I'm writing today requesting urgent help with my 2012 Ford Transit Connect electric from Azure Dynamics. I shot a short video in my garage explaining the issues I have with the vehicle not driving (despite a full charge on the battery) as well as some of the error codes thrown and visible in the Azure Dynamics diagnostic tool on my laptop. All these issues began when the vehicle "hiccuped" and skipped while driving around 15 miles per hour. For no reason, the car skipped and lurched forward, immediately shut off power with a Wrench symbol visible on the dashboard, and since then I only have about 1 MPH acceleration when pressing the accelerator pedal. Please view this YouTube video and comment below!

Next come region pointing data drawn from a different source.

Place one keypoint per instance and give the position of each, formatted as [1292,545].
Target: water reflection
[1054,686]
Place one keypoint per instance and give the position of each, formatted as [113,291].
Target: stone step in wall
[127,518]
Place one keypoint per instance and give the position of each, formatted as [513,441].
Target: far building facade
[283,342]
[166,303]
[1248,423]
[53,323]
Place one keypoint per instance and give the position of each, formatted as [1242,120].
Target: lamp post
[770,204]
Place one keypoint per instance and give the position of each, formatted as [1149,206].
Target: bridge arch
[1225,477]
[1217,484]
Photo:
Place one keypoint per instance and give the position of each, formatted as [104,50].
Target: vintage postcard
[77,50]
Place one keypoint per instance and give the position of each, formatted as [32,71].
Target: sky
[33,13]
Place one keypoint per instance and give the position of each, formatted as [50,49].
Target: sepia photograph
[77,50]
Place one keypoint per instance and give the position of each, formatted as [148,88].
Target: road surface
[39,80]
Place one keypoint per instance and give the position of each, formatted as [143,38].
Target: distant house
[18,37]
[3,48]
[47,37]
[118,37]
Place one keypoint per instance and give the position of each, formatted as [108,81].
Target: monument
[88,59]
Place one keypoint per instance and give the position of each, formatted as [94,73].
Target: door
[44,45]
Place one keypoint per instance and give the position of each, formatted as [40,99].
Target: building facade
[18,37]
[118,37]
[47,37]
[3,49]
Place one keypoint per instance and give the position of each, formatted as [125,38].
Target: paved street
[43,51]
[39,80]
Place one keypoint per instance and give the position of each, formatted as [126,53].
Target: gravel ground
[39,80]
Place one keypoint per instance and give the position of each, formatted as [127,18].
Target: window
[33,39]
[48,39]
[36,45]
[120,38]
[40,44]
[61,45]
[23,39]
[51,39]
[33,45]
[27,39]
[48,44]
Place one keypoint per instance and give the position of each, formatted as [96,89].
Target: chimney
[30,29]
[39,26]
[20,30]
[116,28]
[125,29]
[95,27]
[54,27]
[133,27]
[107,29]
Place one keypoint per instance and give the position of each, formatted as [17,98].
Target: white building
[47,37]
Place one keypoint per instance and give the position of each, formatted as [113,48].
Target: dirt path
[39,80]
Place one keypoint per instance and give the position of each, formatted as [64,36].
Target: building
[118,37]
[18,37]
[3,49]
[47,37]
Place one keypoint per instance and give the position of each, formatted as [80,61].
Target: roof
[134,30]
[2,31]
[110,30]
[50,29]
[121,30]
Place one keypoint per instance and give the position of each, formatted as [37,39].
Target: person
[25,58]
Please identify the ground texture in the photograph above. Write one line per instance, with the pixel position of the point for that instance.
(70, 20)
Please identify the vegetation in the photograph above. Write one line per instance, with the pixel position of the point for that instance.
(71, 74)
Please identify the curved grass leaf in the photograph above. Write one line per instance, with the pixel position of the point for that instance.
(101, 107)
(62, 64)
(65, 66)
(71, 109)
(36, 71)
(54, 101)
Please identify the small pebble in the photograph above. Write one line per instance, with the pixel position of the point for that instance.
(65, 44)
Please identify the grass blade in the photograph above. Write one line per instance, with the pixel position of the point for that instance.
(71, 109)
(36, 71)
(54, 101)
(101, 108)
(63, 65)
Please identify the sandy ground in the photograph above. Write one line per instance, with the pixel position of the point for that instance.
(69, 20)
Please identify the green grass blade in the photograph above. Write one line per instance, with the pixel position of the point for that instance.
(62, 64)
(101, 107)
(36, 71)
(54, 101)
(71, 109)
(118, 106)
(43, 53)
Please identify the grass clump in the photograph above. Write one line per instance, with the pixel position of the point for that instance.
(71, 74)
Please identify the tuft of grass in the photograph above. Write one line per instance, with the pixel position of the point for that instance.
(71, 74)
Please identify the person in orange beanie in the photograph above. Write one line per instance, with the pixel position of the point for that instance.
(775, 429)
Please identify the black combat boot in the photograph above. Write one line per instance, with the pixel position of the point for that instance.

https://www.youtube.com/watch?v=DnIDAjdFjSI

Thank you,
Conrad


----------



## grandizer52 (Aug 20, 2018)

*Re: "Drive Motor A Critical Fault" on Azure Dynamics Ford Transit Connect electric*

Hea did you get this figured out?


----------



## Conrad787 (Mar 12, 2018)

*Re: "Drive Motor A Critical Fault" on Azure Dynamics Ford Transit Connect electric*

Unfortunately I was unable too...... very frustrating...... I am at my wit's end. Any EV technicians willing to travel to DC to diagnose this in my garage?

Frustrated,
Conrad


----------



## grandizer52 (Aug 20, 2018)

*Re: "Drive Motor A Critical Fault" on Azure Dynamics Ford Transit Connect electric*

Ouch that really sucks man...so have you dropped the trans, or looked into the shafts going to the independent axles? Hard to tell where the sound is coming from not being there.


----------



## Conrad787 (Mar 12, 2018)

*Re: "Drive Motor A Critical Fault" on Azure Dynamics Ford Transit Connect electric*

I am really not equipped or experienced enough to drop the transmission or perform further inspection of the axles. Really wish there was some East Coast support or D.C. area support for these amazing vehicles! I'm still looking to find an experienced EV tech who would be comfortable fixing this vehicle.


----------



## DrJeff (Apr 24, 2015)

*Re: "Drive Motor A Critical Fault" on Azure Dynamics Ford Transit Connect electric*

Conrad,

Did you say that the ABS and TCS lights came on as the van 'hiccuped' and faulted? Crunching sound going forward could be a brake/ABS/traction ECU or physical failure. Any unusual sounds now from the brakes (even though you can only move at 1mph?) ABS/TCS failure could through the drive system into limp mode.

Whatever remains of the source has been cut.